Pondering on these annoyances last night, I hit upon the idea of removing the frame from the large touring pannier (designed to do so for cleaning etc), mounting it on the front of the B and attaching the saddlebag to it. In this way, I get the stable carrying capacity I want on day rides in an accessible position. A brief Good Friday test ride through the deserted local township early was enough to prove the hack was worthwhile and worked as hoped for. The only improvement/tweak I want to try is to fashion a lightweight interior frame from a discarded realtor’s sign (the corrugated plastic type) to provided a tad more shape and rigidity to the bag.

It was only a matter of time

Thursday, April 13th, 2006

Welcome to Google Calendar

The wonder of wheels

Friday, April 7th, 2006

It is an oft quoted factoid that humankind has yet to devise a more efficient machine for turning human effort into motion than the bicycle. Saying this to non-cycling folk is all well and good but does little to place the information in context. This simple but enlightening set of images from World Bicycle Relief makes a similar point in a more accessible manner and neatly makes the case for how the simple technology of the bicycle can dramatically transform lives and livelihoods across the globe.

I only mention this because I’m off to ride my Brompton to the local bike shop and I want to appear virtuous and enlightened this bright and sunny Saturday morning [removes tongue from cheek]. I’m going to measure up the knackered forks on my Dawes Discovery (which was mangled by the movers when we emigrated) for replacement. Once I have sourced the forks from the UK, via Gary, friend and Tower Hamlets Wheeler and Bicycle Magic, former local bike shop, I should have the Dawes looking more like it did on a Docklands ride last year.

Animation Interlude

Friday, April 7th, 2006

With the price of Broadband here in NZ, I don’t watch a lot of animation online but I have just spent a minute watching the superb Shoo Fly, animated by the obviously talented John Su. Apparently, he created so many Flash frames for the main character, Nelly, the colour of his mouse button has changed through overuse!

Discovered via Dave Seah.

For productivity geeks only

Thursday, April 6th, 2006

If you have never heard of David Allen, never argued over Hipster PDAs with folks at 43Folders, have no firm opinions on stationery and don’t give a stuff about personal productivity and organisation, The GTD Prayer will mean absolutely nothing. Those who identify with the clauses above will get it.
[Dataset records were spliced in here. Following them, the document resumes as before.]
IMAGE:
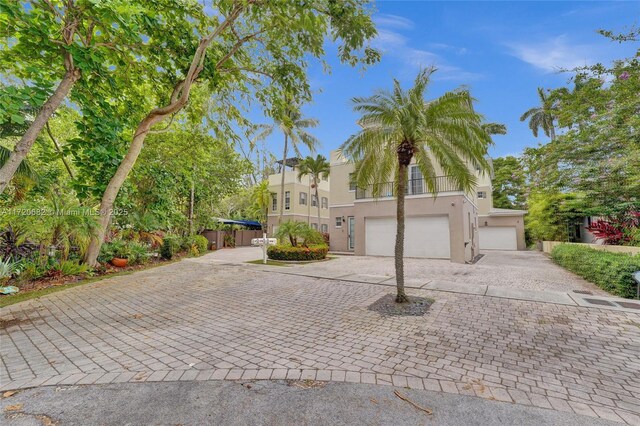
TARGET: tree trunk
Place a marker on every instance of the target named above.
(26, 142)
(284, 168)
(318, 203)
(191, 202)
(55, 144)
(178, 100)
(401, 297)
(110, 193)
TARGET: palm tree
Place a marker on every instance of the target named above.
(294, 126)
(541, 117)
(24, 169)
(315, 168)
(398, 126)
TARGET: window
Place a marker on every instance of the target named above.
(415, 181)
(352, 182)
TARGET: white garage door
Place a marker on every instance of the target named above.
(498, 238)
(424, 236)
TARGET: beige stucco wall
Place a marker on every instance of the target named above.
(296, 207)
(338, 236)
(451, 206)
(272, 221)
(517, 221)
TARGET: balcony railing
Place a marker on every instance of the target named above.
(414, 187)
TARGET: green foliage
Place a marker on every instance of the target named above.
(229, 240)
(8, 269)
(508, 183)
(299, 232)
(138, 253)
(57, 220)
(68, 267)
(551, 215)
(170, 246)
(292, 253)
(609, 271)
(598, 153)
(446, 132)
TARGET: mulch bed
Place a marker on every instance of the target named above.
(103, 270)
(387, 306)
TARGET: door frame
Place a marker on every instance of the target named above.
(351, 230)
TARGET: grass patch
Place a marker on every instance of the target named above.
(269, 262)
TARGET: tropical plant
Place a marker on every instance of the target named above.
(291, 253)
(14, 246)
(252, 39)
(617, 230)
(138, 253)
(399, 126)
(8, 269)
(261, 199)
(316, 168)
(541, 117)
(294, 127)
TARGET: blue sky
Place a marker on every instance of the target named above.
(502, 51)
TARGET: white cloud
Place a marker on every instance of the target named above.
(393, 21)
(553, 54)
(396, 45)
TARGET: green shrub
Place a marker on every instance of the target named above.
(610, 271)
(166, 249)
(195, 244)
(287, 252)
(201, 242)
(138, 253)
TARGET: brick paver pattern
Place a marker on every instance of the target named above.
(197, 321)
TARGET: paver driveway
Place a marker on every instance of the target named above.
(198, 320)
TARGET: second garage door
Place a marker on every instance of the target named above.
(498, 238)
(425, 236)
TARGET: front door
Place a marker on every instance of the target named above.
(351, 231)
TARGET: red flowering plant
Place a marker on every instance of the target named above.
(621, 231)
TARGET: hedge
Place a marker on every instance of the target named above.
(286, 252)
(612, 272)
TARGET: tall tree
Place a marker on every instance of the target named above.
(508, 183)
(254, 40)
(316, 168)
(541, 117)
(400, 125)
(294, 127)
(74, 39)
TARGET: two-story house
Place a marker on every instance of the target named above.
(300, 202)
(451, 225)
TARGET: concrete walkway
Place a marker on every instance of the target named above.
(584, 294)
(206, 320)
(265, 403)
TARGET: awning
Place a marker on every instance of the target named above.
(248, 223)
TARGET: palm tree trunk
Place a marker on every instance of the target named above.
(25, 143)
(284, 168)
(317, 202)
(401, 297)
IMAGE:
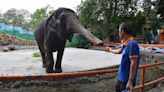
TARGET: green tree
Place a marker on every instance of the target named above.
(39, 15)
(16, 17)
(102, 17)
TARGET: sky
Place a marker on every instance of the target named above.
(32, 5)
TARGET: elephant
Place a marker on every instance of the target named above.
(52, 34)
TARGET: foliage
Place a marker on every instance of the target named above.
(36, 54)
(102, 17)
(39, 15)
(16, 17)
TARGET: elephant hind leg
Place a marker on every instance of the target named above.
(42, 51)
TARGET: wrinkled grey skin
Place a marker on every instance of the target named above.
(52, 34)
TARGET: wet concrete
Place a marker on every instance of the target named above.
(21, 62)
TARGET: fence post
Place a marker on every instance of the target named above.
(143, 79)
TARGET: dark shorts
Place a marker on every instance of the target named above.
(120, 86)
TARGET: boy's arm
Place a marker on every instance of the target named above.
(116, 51)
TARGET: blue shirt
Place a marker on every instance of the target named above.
(124, 69)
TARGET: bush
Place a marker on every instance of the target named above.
(36, 54)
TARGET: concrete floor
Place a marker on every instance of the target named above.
(21, 62)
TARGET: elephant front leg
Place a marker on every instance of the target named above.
(58, 68)
(49, 62)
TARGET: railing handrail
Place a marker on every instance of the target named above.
(86, 73)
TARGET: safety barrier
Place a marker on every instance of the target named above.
(88, 73)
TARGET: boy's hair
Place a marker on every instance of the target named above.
(126, 27)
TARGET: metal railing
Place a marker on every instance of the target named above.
(88, 73)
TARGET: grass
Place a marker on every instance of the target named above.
(36, 54)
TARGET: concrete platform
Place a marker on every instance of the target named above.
(21, 62)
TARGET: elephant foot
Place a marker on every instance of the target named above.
(49, 71)
(58, 71)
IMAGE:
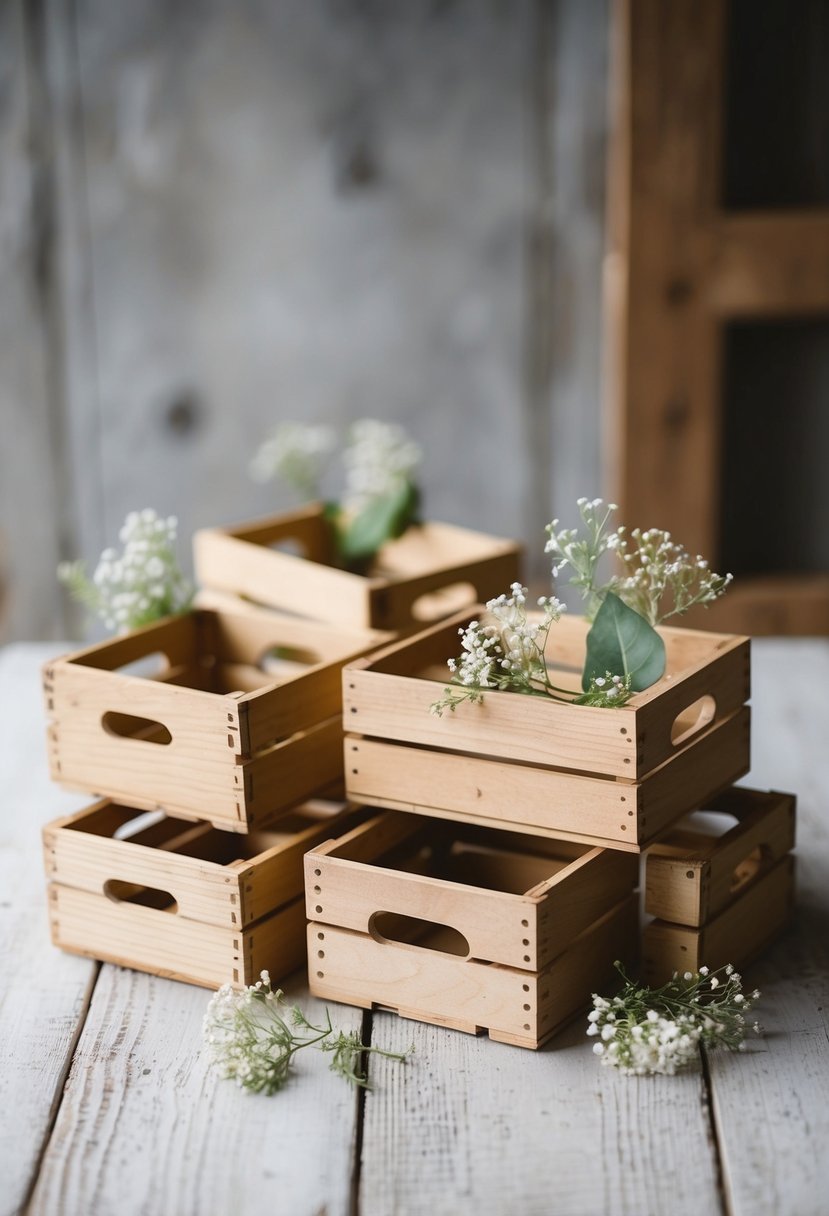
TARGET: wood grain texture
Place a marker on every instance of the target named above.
(770, 1104)
(44, 992)
(496, 1130)
(146, 1126)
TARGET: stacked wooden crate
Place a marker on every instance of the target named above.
(539, 811)
(213, 738)
(720, 894)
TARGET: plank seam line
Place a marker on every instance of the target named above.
(60, 1088)
(714, 1133)
(366, 1026)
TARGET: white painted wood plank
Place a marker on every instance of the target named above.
(771, 1103)
(471, 1126)
(43, 992)
(147, 1127)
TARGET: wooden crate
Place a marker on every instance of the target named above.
(430, 572)
(467, 927)
(514, 899)
(737, 935)
(701, 866)
(221, 730)
(182, 900)
(615, 777)
(424, 983)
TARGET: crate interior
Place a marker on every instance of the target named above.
(426, 657)
(473, 856)
(223, 653)
(154, 829)
(698, 834)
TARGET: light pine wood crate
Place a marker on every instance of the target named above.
(738, 935)
(430, 572)
(708, 860)
(181, 900)
(220, 730)
(467, 927)
(721, 890)
(616, 777)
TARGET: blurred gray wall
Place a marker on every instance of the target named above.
(219, 214)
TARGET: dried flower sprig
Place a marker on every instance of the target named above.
(254, 1042)
(297, 452)
(646, 1030)
(506, 651)
(140, 584)
(660, 579)
(381, 499)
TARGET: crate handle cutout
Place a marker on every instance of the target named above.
(289, 545)
(692, 720)
(129, 726)
(146, 896)
(392, 928)
(154, 665)
(286, 660)
(443, 602)
(757, 861)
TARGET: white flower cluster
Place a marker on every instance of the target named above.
(663, 579)
(378, 461)
(139, 585)
(507, 651)
(660, 578)
(298, 454)
(236, 1029)
(643, 1031)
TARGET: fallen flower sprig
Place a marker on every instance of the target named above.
(506, 651)
(644, 1030)
(254, 1036)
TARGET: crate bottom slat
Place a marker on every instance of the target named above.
(518, 1007)
(173, 946)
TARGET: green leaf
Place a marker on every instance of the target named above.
(622, 641)
(382, 519)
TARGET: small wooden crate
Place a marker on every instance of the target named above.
(432, 570)
(467, 927)
(720, 896)
(691, 876)
(182, 900)
(737, 935)
(221, 732)
(616, 777)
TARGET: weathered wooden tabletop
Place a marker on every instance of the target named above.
(107, 1103)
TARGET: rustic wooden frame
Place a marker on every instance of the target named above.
(677, 269)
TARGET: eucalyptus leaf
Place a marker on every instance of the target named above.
(622, 642)
(384, 518)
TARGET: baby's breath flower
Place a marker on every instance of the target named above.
(506, 651)
(253, 1042)
(139, 586)
(660, 1030)
(297, 452)
(378, 461)
(659, 578)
via Alexia at the GTD Yahoo group.

Excel calendar hack

Wednesday, April 5th, 2006

Amongst the other smart productivity stuff bursting from David Seah’s Better Living Through New Media I found a great year at a glance Excel calendar that’ll suit the ever-evolving paper system inside my conference file/folder. Following the example of others, I have worked up a localised New Zealand version for myself and others in Aotearoa.